Domenica, 17 Maggio 2026

 

San Giovanni, detto il Battista, è uno tra i santi più venerati nella Chiesa. Proveniente da una famiglia sacerdotale giudaica, fu l'ultimo profeta e colui che battezzò Gesù nelle acque del fiume Giordano. L'iconografia di San Giovanni Battista è ricca e variegata, spesso caratterizzata da elementi che rimandano alla sua vita e al suo ruolo di precursore di Cristo.

* di Bruna Pisci

Le rappresentazioni più comuni includono il suo abito di peli di cammello, un lungo bastone sormontato da una piccola croce con la scritta Ecce Agnus Dei (Ecco l'Agnello di Dio), a cui si aggiunge talvolta anche un mantello rosso che richiama la sua vita ascetica nel deserto e il suo martirio.

Oppure, con un libro o un piatto con un sopra un agnello: nelle icone della Chiesa ortodossa anche con le ali di un angelo, dal momento che nel Vangelo viene descritto come messaggero. Secondo la tradizione, la sua nascita fu annunciata al padre Zaccaria dall'Arcangelo Gabriele. Il nome Giovanni con cui fu chiamato deriva da un antico termine ebraico il cui significato è Dio è propizio. Il Vangelo di Marco narra che fu arrestato da Erode e poi fu decapitato. La morte per decapitazione ha fatto sì che Giovanni Battista sia noto anche come San Giovanni Decollato.

La natività è fissata liturgicamente al 24 giugno, data che coincide con i giorni del solstizio d'estate.

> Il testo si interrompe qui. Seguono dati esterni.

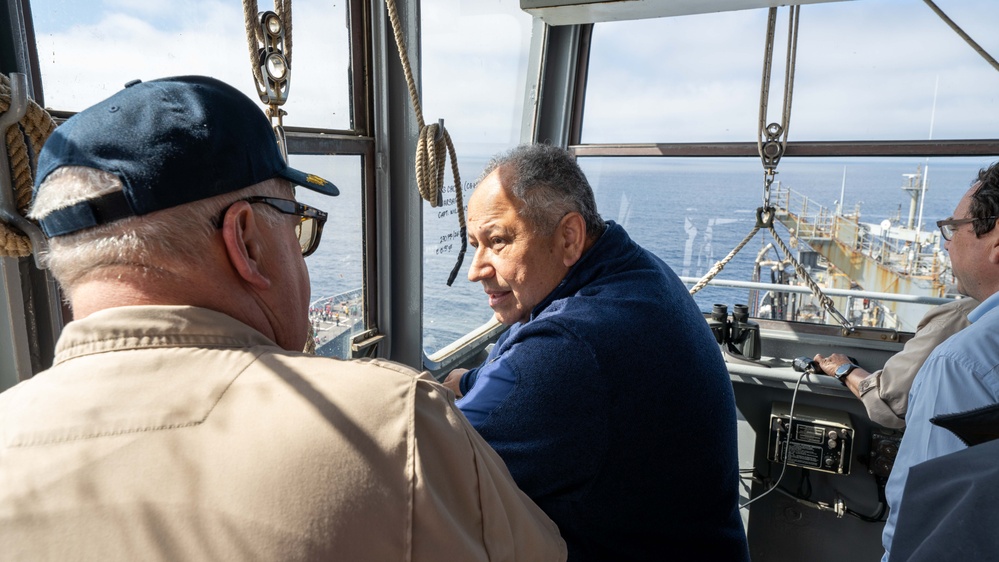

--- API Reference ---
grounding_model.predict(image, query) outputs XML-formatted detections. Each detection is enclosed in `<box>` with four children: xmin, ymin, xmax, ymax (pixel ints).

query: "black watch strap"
<box><xmin>835</xmin><ymin>363</ymin><xmax>860</xmax><ymax>386</ymax></box>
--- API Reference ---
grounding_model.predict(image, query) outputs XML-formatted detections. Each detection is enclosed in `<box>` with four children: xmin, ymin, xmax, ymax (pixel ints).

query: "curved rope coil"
<box><xmin>0</xmin><ymin>75</ymin><xmax>56</xmax><ymax>258</ymax></box>
<box><xmin>385</xmin><ymin>0</ymin><xmax>468</xmax><ymax>287</ymax></box>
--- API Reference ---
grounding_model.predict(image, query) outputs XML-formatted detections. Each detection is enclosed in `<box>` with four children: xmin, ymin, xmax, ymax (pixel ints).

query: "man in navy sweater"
<box><xmin>445</xmin><ymin>145</ymin><xmax>749</xmax><ymax>561</ymax></box>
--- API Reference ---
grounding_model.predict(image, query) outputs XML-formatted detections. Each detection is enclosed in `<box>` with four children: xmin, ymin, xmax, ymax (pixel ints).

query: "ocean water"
<box><xmin>298</xmin><ymin>156</ymin><xmax>992</xmax><ymax>353</ymax></box>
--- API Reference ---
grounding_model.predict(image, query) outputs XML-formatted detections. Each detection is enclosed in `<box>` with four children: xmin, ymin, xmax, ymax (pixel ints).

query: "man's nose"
<box><xmin>468</xmin><ymin>248</ymin><xmax>492</xmax><ymax>283</ymax></box>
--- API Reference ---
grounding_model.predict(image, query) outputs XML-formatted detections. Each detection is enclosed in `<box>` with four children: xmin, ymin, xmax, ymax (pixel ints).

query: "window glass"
<box><xmin>289</xmin><ymin>155</ymin><xmax>365</xmax><ymax>358</ymax></box>
<box><xmin>421</xmin><ymin>0</ymin><xmax>531</xmax><ymax>354</ymax></box>
<box><xmin>579</xmin><ymin>157</ymin><xmax>992</xmax><ymax>331</ymax></box>
<box><xmin>582</xmin><ymin>0</ymin><xmax>999</xmax><ymax>143</ymax></box>
<box><xmin>31</xmin><ymin>0</ymin><xmax>351</xmax><ymax>129</ymax></box>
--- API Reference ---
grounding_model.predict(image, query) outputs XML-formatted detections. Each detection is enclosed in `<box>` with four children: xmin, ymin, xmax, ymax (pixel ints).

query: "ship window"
<box><xmin>579</xmin><ymin>153</ymin><xmax>992</xmax><ymax>331</ymax></box>
<box><xmin>31</xmin><ymin>0</ymin><xmax>352</xmax><ymax>129</ymax></box>
<box><xmin>421</xmin><ymin>1</ymin><xmax>531</xmax><ymax>355</ymax></box>
<box><xmin>581</xmin><ymin>1</ymin><xmax>999</xmax><ymax>143</ymax></box>
<box><xmin>289</xmin><ymin>154</ymin><xmax>365</xmax><ymax>359</ymax></box>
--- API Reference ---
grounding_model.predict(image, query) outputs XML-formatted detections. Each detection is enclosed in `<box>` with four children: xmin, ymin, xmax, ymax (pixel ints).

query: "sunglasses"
<box><xmin>217</xmin><ymin>195</ymin><xmax>329</xmax><ymax>257</ymax></box>
<box><xmin>937</xmin><ymin>217</ymin><xmax>999</xmax><ymax>242</ymax></box>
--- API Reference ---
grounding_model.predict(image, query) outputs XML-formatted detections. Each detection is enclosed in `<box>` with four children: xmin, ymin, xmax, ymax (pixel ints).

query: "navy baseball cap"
<box><xmin>34</xmin><ymin>76</ymin><xmax>340</xmax><ymax>238</ymax></box>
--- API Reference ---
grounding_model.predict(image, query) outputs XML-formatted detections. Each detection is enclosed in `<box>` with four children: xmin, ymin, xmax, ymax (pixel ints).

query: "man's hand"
<box><xmin>814</xmin><ymin>353</ymin><xmax>851</xmax><ymax>377</ymax></box>
<box><xmin>441</xmin><ymin>369</ymin><xmax>468</xmax><ymax>398</ymax></box>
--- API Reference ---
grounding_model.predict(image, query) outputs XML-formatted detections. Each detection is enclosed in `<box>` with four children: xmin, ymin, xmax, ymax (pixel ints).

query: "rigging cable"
<box><xmin>923</xmin><ymin>0</ymin><xmax>999</xmax><ymax>70</ymax></box>
<box><xmin>385</xmin><ymin>0</ymin><xmax>468</xmax><ymax>287</ymax></box>
<box><xmin>243</xmin><ymin>0</ymin><xmax>316</xmax><ymax>355</ymax></box>
<box><xmin>0</xmin><ymin>75</ymin><xmax>56</xmax><ymax>262</ymax></box>
<box><xmin>243</xmin><ymin>0</ymin><xmax>292</xmax><ymax>126</ymax></box>
<box><xmin>690</xmin><ymin>6</ymin><xmax>854</xmax><ymax>332</ymax></box>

Questa connessione ha fatto sì che molte tradizioni e riti pagani venissero inglobati nelle celebrazioni cristiane. La festa è molto antica, ne parlava già Sant'Agostino intorno al ‘400 nei suoi scritti. Nell'antica Roma, il 24 giugno era chiamato solstitium e s'inaugurava la mietitura e si celebrava la festa di Fors Fortuna che era caratterizzata da rituali del fuoco propiziatori, divinatori e di ringraziamento.

Durante il Medioevo gli antichi rituali del fuoco e il loro carattere purificatorio continuarono a persistere e furono incorporati alla festa di San Giovanni Battista. In varie parti d'Europa, nel contesto rurale, accanto alla celebrazione liturgica della Natività di San Giovanni Battista si sono sviluppate manifestazioni ricollegate a culti agrari e solari. In questa notte, molte tradizioni contadine sono associate alla sua figura, legate alla natura, alla purificazione e al desiderio di un raccolto abbondante.

Giunte ai nostri giorni, tra le varie che si svolgevano, c’era l'uso di cantare e ballare nella notte della vigilia attorno a un falò: nella stessa occasione erano riconosciute funzioni propiziatrici anche all'acqua, a certe erbe, al sole nascente. L'acqua di San Giovanni Battista ha una tradizione affascinante. La notte del 23 giugno si raccolgono fiori e erbe aromatiche che vengono poi immerse in una bacinella d'acqua lasciata all'aperto per tutta la notte: si ritiene che l’acqua ottenga proprietà benefiche grazie alla rugiada.

Inoltre, il giorno di San Giovanni Battista era considerato adatto agli auspici. In Sardegna è considerato propizio ai legami di comparatico, che nella comunità agro-pastorale aveva un'importantissima funzione sociale: creava le basi per assicurarsi l'aiuto reciproco nei momenti di necessità. Il santo, è uno dei più solennizzati in Sardegna anche per via del suo ruolo di protettore dei contadini e dell'agricoltura. Il significato profondo della festività va ricercato in un originario nucleo di matrice agraria connesso proprio al solstizio.

Col solstizio d'estate, com'è noto, la luce diurna diminuisce e nell'immaginario popolare il sole perde vigore, necessitando di essere rafforzato tramite azioni rituali. A rendere questo evento antropologicamente interessante è la commistione tra religioni e credenze diverse, essendo questo il prodotto di antichissime tradizioni celtiche mescolatasi con significati cristiani, ma anche con tradizioni contadine. Patrono di numerose città e paesi dove viene onorato con Messe solenni, processioni e feste popolari, ogni comunità interpreta le celebrazioni a modo proprio, integrando con elementi locali e tradizioni antiche.

Tradizioni solidissime nelle vecchie comunità agro-pastorali in cui la terra era al centro dell'economia ricordano non solo la figura di questo grande santo, ma riaffermano il legame profondo tra spiritualità e comunità.